[MRG] Add KNN strategy for imputation #4844

twangnyc · 2015-06-10T18:35:21Z

Trying to solve #2989.

Imputation strategy is following:

Find all rows with full features as complete set, and impute the missing features in a row by taking the mean of those features among its K-nearest neighbors in complete set. Use scikit-learn.neighbors.NearestNeighbors to find neighbors. Now it can only handle dense matrix.

Based on this paper: http://web.stanford.edu/~hastie/Papers/missing.pdf

Similar package for R: Impute(http://www.bioconductor.org/packages/release/bioc/manuals/impute/man/impute.pdf)
Similar function for Matlab:
Knnimpute(http://www.mathworks.com/help/bioinfo/ref/knnimpute.html)

Still working on documentation and examples.

This change is

amueller · 2015-06-10T18:40:31Z

Thanks.
Does anyone have experience with using non-complete samples to do knn imputation? There is an R package, but it is unclear to me what it is doing.

amueller · 2015-06-10T18:41:16Z

sklearn/preprocessing/imputation.py

@@ -116,12 +124,13 @@ class Imputer(BaseEstimator, TransformerMixin):
      contain missing values).
    """
    def __init__(self, missing_values="NaN", strategy="mean",
-                 axis=0, verbose=0, copy=True):
+                 axis=0, verbose=0, copy=True, kneighbor=1):


I think it should be called n_neighbors as in the KNeighborsClassifier.

twangnyc · 2015-06-11T13:53:05Z

Thanks @amueller @jnothman for the comment! I will modify the code.

…lidean calculation method and add some tests

twangnyc · 2015-06-11T18:50:00Z

I just did a speed test by using make_classification function to create dataset. 40% of samples have 1 missing feature, 40% of samples have 2 missing features and the rest is full. KNN imputation used 6 neighbors.

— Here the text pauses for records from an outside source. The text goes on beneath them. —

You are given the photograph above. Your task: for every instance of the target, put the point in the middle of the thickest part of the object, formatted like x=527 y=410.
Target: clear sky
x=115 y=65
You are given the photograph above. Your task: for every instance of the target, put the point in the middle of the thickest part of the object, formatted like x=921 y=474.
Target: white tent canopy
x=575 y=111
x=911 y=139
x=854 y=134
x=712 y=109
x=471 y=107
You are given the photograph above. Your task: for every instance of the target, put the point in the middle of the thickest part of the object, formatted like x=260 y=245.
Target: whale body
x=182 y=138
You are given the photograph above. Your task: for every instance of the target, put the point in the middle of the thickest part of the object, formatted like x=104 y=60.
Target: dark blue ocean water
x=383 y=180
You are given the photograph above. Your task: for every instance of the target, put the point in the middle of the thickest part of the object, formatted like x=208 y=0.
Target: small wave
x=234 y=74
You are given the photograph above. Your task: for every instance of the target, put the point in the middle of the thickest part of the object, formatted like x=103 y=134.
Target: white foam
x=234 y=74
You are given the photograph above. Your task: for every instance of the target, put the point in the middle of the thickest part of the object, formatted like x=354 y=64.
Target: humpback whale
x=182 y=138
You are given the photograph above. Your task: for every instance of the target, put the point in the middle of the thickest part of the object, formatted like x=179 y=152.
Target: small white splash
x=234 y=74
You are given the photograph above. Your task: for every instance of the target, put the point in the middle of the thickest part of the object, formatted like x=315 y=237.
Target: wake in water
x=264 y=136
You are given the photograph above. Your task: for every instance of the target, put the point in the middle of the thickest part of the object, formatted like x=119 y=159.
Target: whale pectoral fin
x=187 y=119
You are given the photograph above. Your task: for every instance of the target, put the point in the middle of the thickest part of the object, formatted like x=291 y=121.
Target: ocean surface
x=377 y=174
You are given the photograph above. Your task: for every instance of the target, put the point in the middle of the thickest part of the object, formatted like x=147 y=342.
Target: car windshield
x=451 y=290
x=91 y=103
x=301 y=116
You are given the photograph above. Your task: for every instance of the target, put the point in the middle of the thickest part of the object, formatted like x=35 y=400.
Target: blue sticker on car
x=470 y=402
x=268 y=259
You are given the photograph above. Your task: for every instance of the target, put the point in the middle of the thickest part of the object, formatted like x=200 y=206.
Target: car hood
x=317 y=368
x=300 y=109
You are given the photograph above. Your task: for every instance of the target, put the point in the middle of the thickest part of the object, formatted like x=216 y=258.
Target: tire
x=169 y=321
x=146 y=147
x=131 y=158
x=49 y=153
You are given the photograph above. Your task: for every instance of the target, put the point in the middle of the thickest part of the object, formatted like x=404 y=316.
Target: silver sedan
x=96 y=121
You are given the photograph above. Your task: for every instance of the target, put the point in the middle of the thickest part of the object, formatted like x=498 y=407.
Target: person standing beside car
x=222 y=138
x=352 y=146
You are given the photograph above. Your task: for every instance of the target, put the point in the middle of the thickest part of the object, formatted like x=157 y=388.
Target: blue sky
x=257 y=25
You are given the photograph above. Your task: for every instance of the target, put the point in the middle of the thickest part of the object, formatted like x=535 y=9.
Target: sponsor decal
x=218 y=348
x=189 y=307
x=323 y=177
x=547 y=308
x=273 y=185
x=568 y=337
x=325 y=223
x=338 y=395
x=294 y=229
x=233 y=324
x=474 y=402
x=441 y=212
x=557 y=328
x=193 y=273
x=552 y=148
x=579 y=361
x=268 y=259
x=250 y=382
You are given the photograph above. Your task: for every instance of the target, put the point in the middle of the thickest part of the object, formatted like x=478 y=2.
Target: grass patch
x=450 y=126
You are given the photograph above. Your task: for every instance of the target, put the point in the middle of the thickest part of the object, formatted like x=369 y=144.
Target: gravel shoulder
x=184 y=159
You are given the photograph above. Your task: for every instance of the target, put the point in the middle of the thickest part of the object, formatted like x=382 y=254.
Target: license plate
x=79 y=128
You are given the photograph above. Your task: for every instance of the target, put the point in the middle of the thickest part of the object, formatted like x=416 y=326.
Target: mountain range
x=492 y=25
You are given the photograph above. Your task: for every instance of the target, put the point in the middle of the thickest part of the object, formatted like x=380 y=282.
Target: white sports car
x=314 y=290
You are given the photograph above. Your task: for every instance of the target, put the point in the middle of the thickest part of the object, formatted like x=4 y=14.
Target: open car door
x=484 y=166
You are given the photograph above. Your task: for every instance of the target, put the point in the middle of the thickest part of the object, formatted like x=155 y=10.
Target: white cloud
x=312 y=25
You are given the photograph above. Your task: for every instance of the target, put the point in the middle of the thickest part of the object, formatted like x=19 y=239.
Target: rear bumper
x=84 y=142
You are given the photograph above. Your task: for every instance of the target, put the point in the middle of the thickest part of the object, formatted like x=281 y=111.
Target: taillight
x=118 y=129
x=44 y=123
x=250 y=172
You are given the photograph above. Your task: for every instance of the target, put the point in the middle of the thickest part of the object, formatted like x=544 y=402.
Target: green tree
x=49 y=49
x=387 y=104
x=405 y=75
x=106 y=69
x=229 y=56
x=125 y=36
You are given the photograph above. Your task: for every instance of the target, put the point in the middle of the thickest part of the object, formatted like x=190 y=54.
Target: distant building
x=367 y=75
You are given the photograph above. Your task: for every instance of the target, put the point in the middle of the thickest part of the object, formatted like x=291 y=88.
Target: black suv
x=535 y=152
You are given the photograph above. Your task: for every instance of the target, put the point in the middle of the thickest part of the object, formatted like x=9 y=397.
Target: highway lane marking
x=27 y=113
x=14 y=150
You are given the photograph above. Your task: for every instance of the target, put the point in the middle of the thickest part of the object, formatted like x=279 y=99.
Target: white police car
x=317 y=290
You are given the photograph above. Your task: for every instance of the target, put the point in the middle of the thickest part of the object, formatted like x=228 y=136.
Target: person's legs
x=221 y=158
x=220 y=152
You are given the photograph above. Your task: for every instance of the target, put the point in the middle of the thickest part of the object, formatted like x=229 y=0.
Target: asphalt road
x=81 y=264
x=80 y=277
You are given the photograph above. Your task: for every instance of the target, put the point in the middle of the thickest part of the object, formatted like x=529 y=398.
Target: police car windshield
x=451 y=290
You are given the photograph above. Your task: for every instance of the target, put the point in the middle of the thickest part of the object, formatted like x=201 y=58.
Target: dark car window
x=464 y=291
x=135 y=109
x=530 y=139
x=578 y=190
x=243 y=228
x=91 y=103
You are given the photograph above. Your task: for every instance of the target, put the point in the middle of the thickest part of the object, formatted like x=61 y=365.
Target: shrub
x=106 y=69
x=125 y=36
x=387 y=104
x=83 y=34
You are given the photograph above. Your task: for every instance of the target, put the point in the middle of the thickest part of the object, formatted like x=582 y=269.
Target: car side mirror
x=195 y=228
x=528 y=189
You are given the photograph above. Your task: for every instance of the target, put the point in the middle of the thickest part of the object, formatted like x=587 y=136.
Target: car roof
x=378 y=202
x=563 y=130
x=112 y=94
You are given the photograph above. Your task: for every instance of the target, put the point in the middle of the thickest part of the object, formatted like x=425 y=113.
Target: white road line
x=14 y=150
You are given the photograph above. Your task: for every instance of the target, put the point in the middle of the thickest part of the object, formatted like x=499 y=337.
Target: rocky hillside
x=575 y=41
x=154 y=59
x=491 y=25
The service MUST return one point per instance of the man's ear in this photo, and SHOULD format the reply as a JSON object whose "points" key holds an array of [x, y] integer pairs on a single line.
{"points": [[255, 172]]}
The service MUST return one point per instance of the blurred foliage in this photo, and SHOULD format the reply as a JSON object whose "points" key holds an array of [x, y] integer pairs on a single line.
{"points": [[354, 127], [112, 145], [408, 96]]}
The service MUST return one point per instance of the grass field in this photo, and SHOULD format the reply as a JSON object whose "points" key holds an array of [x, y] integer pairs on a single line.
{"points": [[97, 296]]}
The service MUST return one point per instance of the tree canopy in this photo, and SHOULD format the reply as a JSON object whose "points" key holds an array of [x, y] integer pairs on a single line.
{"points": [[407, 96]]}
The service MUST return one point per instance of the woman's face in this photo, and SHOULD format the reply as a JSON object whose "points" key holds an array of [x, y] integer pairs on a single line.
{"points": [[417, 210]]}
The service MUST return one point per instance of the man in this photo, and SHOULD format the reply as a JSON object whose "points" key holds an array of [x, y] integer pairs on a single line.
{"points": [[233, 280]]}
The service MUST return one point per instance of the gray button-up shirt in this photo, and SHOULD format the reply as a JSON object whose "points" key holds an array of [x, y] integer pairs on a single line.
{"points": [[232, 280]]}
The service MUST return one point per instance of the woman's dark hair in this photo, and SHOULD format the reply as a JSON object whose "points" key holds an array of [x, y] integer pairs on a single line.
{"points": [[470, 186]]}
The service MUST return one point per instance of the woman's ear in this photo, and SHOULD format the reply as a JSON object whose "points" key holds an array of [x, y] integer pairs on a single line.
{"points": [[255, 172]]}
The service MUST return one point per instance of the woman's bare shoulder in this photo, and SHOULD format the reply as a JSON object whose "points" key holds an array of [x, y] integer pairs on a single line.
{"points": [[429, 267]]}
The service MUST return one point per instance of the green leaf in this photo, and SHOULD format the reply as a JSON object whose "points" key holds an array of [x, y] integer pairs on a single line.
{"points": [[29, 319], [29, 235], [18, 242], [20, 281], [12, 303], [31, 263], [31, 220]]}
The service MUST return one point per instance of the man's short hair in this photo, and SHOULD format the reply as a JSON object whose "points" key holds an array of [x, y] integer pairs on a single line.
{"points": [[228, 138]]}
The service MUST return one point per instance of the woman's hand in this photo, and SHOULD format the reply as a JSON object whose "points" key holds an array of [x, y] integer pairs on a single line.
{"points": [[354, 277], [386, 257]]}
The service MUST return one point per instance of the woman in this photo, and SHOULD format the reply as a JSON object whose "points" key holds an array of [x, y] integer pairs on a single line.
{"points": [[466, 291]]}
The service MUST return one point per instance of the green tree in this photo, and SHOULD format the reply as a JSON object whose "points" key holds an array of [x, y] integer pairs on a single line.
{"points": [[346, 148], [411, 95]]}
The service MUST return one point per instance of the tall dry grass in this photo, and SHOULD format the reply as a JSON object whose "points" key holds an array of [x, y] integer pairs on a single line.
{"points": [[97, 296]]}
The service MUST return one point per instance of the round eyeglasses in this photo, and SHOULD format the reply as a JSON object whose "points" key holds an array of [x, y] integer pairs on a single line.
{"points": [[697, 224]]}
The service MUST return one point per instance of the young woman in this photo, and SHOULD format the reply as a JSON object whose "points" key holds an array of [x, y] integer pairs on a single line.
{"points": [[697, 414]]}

10000 samples, 20 features:
-mean: 0.0036s
-@jnothman 's method: 3.3282s (block query, block = 100 samples)
-default KNN: 14.3168s

10000 samples, 200 features:
-mean: 0.0296s
-@jnothman 's method: 36.8256s (block query, block = 100 samples)
-default KNN: 68.7889s

amueller · 2015-06-11T18:56:39Z

Btw, it would be cool to have a graph that shows the runtime for block queries with varying block size or varying number of features and samples.

amueller · 2015-06-11T18:57:01Z

have a look at the cool plots here: #4852

amueller · 2015-06-11T18:57:40Z

There is also a test error on older numpy.

jnothman · 2015-06-11T22:02:49Z

Well I reckon my solution was fun but not clever. The better solution groups X by which features are missing, then for each group uses KNeighborsRegressor over the other features. This batches the work, does not necessarily require O(n^2 d) memory, reuses existing infrastructure/optimisations (and can use nearest neighbor trees if the number of queries for a particular field subset is sufficient to justify their construction), does not constrain to Euclidean...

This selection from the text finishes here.